Time: February 2, 2009, 4:53 pm

Also Columbia (SQ1) which I have and DGG (Paradigm), although, to be fair, I recorded that and the Turnabout version onto cassette tape (now twentah years ago in Baltimore and which I should put onto disc to make a Foss Vol.2). I remember seeing, albeit vaguely, at SUNY Purchase in 1989 in which I went along with my choral ensemble from SUNY Stony Brook and Foss was there.

Comment from Christian
Time: February 2, 2009, 9:52 pm

I studied with Lukas at Boston U. in 1995-6. He was a wonderful composer and pianist.

Echoi is a terrific work which no one has mentioned.

Comment from lawrencedillon
Time: February 2, 2009, 10:36 pm

Solo is great, but Solo Observed is even better — the piano part is gradually wrapped in a surrounding ensemble.

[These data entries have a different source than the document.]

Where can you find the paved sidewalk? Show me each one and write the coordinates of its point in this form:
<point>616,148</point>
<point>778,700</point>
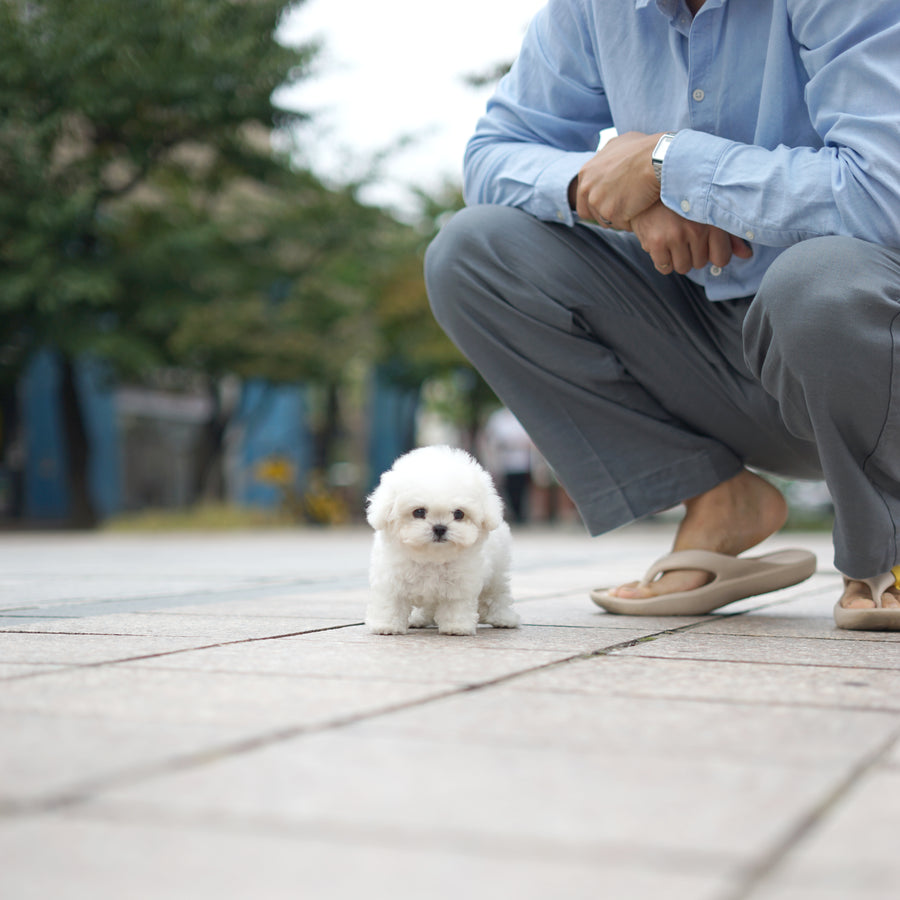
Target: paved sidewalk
<point>205,717</point>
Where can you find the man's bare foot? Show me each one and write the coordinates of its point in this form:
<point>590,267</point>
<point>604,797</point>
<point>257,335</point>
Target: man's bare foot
<point>858,596</point>
<point>731,518</point>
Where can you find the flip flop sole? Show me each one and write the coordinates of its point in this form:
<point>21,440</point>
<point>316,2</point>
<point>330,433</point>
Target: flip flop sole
<point>735,578</point>
<point>866,619</point>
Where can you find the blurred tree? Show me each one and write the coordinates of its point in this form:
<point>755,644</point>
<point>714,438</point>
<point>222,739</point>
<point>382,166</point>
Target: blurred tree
<point>412,349</point>
<point>105,103</point>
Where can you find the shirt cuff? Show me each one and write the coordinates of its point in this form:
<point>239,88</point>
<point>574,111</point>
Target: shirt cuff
<point>552,187</point>
<point>689,171</point>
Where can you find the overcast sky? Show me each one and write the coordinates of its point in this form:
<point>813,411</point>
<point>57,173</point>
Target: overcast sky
<point>391,68</point>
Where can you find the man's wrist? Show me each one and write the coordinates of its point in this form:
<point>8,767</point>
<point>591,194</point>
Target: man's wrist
<point>573,194</point>
<point>657,157</point>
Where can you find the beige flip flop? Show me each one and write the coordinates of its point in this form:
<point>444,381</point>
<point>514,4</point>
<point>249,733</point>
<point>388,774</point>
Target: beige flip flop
<point>734,578</point>
<point>876,618</point>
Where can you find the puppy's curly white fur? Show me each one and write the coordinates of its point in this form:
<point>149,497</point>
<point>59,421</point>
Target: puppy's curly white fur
<point>441,551</point>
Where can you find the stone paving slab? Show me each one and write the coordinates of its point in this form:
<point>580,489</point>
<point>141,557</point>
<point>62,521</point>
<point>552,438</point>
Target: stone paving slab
<point>204,715</point>
<point>94,858</point>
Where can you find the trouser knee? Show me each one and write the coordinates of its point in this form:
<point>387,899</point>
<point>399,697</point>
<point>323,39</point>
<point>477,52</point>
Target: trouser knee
<point>471,242</point>
<point>808,305</point>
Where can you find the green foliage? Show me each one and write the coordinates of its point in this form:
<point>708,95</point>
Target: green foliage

And time was I couldn’t get enough of Time Cycle.

Comment from Todd
Time: February 2, 2009, 10:46 pm

I remember very fondly watching him rehearse and perform Bach’s D minor concerto with the Brooklyn Philharmonic in the early 90s when I was working as an intern for the winter. He was extremely kind and gracious and the performance was eye-opening.

Comment from Christian
Time: February 2, 2009, 11:56 pm

Comment from Cary
Time: February 4, 2009, 4:44 pm

His Renaissance Concerto (the recording with flutist Carol Wincenc is stellar) is a real masterpiece. I was fortunate to have lunch with Foss and some colleagues a few years back. It’s the passing of an ear, and a real musical icon. He was a kind and lovely person.

Comment from Ketty Nez
Time: February 11, 2009, 9:13 pm

The Boston University community deeply feels the loss of Lukas, who was friend, mentor, and guiding light for several generations of composers, performers, and colleagues (including myself). Xanthos Ensemble, in residence at BU, will give a tribute on March 19, playing “Time Cycle” and “Thirteen Ways of Looking at a Blackbird,” on March 19, 7:30 p.m.